Copper Swings on Way to Weekly Gain Amid China Slowdown Concern
Copper swung between gains and loses on its way to a weekly advance amid concern that slowing economic growth in China will hurt demand for metals. Aluminum, zinc and lead declined, while tin and nickel rose.
Metal for delivery in three months rose as much as 0.5 percent and fell as much as 0.3 percent before trading unchanged at $7,000 a metric ton on the London Metal Exchange at 11:24 a.m. in Seoul.
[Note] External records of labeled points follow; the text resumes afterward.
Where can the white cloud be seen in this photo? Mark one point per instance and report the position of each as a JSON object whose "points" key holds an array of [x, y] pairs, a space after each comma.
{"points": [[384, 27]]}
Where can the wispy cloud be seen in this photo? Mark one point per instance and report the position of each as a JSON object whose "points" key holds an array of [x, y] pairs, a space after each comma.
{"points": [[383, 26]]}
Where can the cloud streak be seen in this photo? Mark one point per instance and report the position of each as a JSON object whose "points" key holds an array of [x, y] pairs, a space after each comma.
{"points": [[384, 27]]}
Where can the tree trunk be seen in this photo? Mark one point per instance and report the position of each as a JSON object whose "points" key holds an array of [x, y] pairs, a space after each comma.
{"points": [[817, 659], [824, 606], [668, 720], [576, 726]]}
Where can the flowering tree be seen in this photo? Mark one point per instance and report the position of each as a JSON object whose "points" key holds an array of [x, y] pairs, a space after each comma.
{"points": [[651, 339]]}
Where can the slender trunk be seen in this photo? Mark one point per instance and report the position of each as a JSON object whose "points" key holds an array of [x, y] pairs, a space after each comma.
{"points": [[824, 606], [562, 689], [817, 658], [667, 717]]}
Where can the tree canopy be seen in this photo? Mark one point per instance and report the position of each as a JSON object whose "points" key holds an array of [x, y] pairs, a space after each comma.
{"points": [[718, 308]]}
The price is still up 3.1 percent this week, the best run since the five days ended May 3. The contract for delivery in November slipped 0.5 percent to 50,470 yuan a ton ($8,223) on the Shanghai Futures Exchange.
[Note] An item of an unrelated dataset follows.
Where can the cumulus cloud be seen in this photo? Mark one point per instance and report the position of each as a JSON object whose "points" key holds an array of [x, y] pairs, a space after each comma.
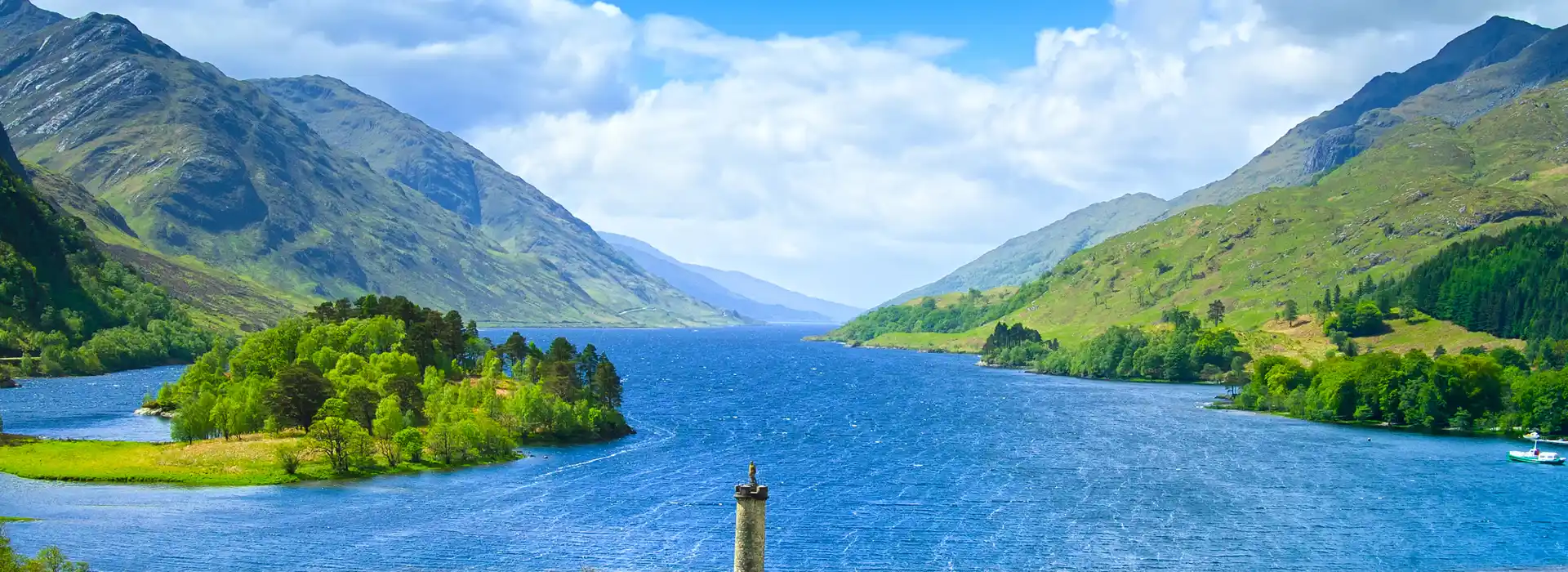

Two gauges of China’s manufacturing fell last month and factory-gate prices for June marked the worst run of declines since 2002, data showed this month, underscoring a sustained slowdown in the world’s top metals user. Chinese Premier Li Keqiang said policy should ensure economic activity moves within a reasonable range, according to a Xinhua News Agency report.
“Macro indicators out of China have been weak so far,” said Chae Un Soo, a metals trader at Seoul-based Korea Exchange Bank Futures Co. “The comment by Li Keqiang does not seem to have assured the market that he will surely do something to boost growth.”
Futures for delivery in September fell 0.1 percent to $3.1745 a pound on the Comex in New York.